Business at Hand: 600 Area Students to Turn Convention Center into 'Market Madness' Zone

When taught via principles and theories, economics historically has been so discouraging as to earn the moniker "the dismal science." There will be nothing dismal, however, about a large-scale, hands-on experiment in economics for more than 600 area students at the Cincinnati Convention Center on Wednesday, April 30.

The students will be participating in "Market Madness 2003," an exercise in free-market economics and the entrepreneurial spirit being coordinated by UC’s Economics Center for Education & Research.

The students will be bringing their own goods created during the school year as each school participated in the Student Enterprise Program (StEP). At Market Madness, those goods will be made available for trade, with students able to convert currencies created at their home school for a common Market Madness currency. Students will set prices, establish market rules, advertise their wares, negotiate trades, account for their profits and learn many new ideas.

The trading session at Market Madness is scheduled to run from 11:15 a.m. to 12:15 p.m. The program will open at 10 a.m., with a panel discussion preceding the trading session. Students will talk about their experiences in StEP. They will also interact with a panel of experts from a variety of backgrounds, headed by Barbara Henshaw, Vice President and Officer of the Federal Reserve Bank of Cleveland.

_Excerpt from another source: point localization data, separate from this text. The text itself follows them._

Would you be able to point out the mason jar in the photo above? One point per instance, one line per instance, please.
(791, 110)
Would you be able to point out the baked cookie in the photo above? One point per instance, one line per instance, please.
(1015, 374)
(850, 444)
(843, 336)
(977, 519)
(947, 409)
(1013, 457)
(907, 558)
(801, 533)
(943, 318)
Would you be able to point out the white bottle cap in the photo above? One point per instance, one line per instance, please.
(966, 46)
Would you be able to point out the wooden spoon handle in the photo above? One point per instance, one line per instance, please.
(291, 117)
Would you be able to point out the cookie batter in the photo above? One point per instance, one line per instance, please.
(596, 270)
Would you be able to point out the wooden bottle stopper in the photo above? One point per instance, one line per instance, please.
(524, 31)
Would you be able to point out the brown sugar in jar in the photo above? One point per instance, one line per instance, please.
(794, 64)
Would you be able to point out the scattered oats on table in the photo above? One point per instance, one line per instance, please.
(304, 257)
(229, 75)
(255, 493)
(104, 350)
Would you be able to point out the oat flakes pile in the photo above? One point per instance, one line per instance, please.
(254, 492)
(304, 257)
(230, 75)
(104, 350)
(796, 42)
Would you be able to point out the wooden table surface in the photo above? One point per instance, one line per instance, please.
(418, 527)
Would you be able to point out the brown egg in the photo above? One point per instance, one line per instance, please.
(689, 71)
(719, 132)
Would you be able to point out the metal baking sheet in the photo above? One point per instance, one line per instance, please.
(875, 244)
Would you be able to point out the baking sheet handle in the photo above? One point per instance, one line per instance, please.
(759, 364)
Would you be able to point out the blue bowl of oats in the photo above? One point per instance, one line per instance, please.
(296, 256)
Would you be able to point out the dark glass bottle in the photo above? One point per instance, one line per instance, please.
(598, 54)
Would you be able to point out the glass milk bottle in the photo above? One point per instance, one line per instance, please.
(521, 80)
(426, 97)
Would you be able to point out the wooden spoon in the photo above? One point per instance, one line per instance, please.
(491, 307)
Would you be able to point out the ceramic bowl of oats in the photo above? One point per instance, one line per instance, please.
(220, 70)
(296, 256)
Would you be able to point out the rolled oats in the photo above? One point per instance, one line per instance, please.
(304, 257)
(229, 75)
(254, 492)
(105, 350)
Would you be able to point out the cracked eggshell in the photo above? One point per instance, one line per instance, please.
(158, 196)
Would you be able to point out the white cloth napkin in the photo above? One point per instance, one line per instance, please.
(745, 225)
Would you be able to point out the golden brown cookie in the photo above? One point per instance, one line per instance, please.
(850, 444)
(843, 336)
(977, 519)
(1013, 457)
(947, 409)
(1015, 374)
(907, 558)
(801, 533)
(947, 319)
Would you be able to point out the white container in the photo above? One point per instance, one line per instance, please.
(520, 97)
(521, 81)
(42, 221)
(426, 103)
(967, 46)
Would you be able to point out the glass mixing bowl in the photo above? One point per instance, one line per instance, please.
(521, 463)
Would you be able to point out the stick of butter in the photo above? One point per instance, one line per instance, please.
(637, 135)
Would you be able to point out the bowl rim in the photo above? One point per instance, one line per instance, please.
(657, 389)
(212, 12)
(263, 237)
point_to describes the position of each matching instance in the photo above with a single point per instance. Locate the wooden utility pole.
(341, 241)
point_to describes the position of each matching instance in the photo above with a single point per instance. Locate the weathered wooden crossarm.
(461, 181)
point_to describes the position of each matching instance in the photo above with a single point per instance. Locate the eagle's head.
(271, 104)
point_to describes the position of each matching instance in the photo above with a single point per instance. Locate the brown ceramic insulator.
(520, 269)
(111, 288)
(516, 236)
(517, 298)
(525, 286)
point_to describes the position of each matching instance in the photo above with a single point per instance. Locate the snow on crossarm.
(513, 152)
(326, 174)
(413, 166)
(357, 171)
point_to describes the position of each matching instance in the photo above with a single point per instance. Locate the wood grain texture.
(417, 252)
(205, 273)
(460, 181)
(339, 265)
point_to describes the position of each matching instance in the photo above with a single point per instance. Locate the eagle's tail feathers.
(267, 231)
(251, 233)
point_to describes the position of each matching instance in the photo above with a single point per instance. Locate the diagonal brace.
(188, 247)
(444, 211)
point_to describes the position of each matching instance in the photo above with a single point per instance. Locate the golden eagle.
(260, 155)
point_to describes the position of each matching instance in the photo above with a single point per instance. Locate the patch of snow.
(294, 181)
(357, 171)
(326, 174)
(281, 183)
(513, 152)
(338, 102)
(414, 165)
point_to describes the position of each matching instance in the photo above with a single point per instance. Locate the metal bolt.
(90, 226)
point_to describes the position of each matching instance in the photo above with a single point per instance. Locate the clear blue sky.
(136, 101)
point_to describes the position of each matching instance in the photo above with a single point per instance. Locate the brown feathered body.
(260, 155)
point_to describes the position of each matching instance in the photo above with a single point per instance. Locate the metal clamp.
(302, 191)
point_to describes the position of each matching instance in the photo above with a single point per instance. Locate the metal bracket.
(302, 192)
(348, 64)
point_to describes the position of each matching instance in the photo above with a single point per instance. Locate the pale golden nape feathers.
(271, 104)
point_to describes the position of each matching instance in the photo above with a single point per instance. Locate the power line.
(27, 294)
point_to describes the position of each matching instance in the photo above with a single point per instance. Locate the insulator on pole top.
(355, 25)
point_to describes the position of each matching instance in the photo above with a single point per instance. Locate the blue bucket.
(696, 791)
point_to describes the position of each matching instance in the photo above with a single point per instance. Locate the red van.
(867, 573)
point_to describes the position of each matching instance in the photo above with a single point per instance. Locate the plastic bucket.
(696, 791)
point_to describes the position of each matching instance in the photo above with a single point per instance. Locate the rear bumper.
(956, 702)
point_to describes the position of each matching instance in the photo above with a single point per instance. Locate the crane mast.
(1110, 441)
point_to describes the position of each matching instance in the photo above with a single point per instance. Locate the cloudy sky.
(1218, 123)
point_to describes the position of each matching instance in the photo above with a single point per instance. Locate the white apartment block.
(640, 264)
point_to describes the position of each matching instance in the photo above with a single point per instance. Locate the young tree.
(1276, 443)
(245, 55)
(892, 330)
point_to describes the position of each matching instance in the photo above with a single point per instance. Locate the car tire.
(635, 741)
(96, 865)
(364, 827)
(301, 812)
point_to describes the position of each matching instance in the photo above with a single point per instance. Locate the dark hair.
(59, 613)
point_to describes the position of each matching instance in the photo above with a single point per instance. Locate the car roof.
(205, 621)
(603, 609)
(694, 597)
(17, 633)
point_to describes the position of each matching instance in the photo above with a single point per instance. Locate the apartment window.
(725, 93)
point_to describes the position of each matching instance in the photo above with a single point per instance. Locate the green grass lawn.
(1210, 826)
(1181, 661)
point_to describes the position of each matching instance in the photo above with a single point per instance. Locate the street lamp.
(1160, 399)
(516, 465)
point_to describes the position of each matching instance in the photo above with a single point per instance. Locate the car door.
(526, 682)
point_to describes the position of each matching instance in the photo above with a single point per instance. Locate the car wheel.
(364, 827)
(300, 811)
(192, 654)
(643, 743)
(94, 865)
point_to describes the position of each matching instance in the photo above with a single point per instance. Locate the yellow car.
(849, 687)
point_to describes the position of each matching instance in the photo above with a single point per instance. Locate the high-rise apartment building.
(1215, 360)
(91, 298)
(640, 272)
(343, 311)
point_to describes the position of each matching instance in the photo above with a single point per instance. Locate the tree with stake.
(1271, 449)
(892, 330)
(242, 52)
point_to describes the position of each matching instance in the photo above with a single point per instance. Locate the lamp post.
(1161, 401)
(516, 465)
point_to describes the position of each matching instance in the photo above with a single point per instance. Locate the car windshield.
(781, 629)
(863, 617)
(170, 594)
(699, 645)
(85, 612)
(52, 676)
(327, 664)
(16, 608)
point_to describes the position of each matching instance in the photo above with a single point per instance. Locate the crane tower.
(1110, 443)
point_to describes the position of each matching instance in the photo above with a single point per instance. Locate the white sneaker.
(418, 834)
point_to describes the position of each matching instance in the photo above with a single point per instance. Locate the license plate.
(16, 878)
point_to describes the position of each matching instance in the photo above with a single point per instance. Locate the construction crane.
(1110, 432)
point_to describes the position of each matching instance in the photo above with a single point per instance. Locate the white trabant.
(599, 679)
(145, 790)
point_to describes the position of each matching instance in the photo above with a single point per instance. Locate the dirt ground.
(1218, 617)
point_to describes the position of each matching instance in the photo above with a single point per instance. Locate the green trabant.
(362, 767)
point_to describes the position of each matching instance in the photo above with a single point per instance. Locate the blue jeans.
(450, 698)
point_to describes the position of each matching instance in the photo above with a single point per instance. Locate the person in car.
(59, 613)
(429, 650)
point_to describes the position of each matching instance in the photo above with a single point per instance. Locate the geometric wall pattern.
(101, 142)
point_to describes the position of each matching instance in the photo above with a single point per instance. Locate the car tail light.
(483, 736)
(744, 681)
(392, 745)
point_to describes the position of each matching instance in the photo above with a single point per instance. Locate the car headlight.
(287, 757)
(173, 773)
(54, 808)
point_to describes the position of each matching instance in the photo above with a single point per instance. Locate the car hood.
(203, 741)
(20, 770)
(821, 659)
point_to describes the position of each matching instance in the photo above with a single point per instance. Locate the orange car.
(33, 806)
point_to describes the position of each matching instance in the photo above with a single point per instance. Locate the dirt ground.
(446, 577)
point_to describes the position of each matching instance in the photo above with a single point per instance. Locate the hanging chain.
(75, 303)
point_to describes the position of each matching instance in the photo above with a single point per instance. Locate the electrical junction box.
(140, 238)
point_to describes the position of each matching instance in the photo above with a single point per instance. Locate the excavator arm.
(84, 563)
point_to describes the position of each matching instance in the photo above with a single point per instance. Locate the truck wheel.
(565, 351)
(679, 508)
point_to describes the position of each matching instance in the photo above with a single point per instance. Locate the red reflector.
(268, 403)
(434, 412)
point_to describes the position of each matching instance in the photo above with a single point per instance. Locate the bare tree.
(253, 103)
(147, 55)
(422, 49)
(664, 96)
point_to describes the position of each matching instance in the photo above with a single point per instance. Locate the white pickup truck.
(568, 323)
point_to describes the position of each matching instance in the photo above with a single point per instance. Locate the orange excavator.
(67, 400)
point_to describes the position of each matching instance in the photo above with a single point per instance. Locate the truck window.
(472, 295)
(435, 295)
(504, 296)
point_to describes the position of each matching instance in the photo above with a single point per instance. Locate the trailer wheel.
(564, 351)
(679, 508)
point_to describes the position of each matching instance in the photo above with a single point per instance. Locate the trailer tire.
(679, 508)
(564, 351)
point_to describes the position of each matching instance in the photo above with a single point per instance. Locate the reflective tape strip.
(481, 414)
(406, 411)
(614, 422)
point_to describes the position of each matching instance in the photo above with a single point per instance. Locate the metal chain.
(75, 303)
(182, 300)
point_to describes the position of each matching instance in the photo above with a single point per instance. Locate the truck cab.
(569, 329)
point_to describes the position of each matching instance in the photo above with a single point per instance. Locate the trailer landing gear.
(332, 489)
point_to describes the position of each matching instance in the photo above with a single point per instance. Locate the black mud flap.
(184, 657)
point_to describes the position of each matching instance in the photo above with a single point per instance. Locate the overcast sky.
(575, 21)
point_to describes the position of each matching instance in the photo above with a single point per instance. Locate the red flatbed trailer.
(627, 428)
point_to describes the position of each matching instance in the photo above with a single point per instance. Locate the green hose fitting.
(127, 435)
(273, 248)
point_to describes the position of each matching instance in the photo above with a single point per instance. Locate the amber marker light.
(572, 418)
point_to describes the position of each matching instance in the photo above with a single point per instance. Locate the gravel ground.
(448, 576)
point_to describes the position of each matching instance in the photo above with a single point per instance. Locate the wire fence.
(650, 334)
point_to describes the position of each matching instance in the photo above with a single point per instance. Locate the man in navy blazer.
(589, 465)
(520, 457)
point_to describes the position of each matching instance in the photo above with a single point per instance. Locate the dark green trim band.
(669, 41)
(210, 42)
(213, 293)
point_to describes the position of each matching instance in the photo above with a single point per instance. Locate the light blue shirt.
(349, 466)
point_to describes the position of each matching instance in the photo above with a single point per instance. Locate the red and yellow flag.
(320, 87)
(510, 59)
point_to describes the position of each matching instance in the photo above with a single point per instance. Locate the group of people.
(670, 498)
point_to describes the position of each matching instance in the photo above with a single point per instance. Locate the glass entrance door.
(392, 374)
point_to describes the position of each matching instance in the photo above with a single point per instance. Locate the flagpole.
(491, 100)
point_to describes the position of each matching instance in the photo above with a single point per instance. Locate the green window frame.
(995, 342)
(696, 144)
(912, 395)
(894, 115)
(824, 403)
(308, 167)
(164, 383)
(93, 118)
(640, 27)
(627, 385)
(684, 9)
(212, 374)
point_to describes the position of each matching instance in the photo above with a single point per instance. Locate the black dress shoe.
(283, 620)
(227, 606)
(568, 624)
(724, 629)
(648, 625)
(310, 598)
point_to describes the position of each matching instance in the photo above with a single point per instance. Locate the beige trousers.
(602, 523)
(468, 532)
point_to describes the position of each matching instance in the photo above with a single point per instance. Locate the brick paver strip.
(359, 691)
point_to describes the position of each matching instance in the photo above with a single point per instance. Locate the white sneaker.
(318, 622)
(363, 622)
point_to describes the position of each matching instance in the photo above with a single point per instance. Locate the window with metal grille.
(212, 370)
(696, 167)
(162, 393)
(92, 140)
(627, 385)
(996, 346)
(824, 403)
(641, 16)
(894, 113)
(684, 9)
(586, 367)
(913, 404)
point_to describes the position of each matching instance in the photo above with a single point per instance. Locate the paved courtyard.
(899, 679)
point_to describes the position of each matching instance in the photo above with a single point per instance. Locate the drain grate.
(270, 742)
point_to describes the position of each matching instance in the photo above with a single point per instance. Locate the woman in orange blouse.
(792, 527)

This real-world approach to economics has been shown through the 25-year history of UC’s Economics Center for Education & Research to open the door to not just economic education, but improved performance in all educational areas. Achievement scores and attendance go up in schools participating in the StEP program.

As part of the StEP program, each school has already created its own functioning society where students hold jobs, create a school-based currency, earn wages, form their own government, spend and invest school currency, create marketplaces and form student-run ventures in fields as varied as performing arts to manufacturing.

At some point in the school day, teachers dismiss their students to "go to work." Hallways fill with hundreds of students walking purposefully along the "sidewalks" of their city as they get busy in classrooms that have been transformed into small businesses, museums, banks, law offices, craft stores, radio stations, and many other ventures.

StEP literally imposes a new instructional system onto a portion of the school day. Teachers and students congregate by choice of activity, not by age or grade level. StEP changes schooling from what is often a relatively passive experience to one that gives the child responsibility for innovating-choosing a company to work for and a job within the company; choosing a project, team or product and choosing what to do with earned wages.

As they operate their market economy and their democratic civil society, students constantly apply basic skills in reading, writing, and mathematics. In a StEP school, math means making the correct change, calculating a new price for a product that is selling well, debating if a cookie is worth the price, borrowing money for a theatre ticket, counting stacks of inventory, paying a police ticket, or buying supplies from a warehouse. There are similar reasons every day to read and write: a contract for advertising needs to be drawn up between the newspaper and the art gallery; museum docents need written text describing exhibits on the tour; the government wants the laws posted for all citizens; a judge needs jury subpoenas designed and delivered; the bookstore hosts a read-a-thon; a letter inviting a real policeman to school needs writing.

The StEP program develops opportunities for dialogue between educators and community leaders, with schools regularly inviting community members and parents to participate. For example, a local banker's visit to improve efficiencies in a StEP bank is needed so the student managers can better serve the entire school population's use of in-school checkbooks, automatic payroll, savings accounts, and loans. Opening the doors to community involvement often means that changes in the school are now directed, in part, by influences from the school "market" of parents, students, and the community.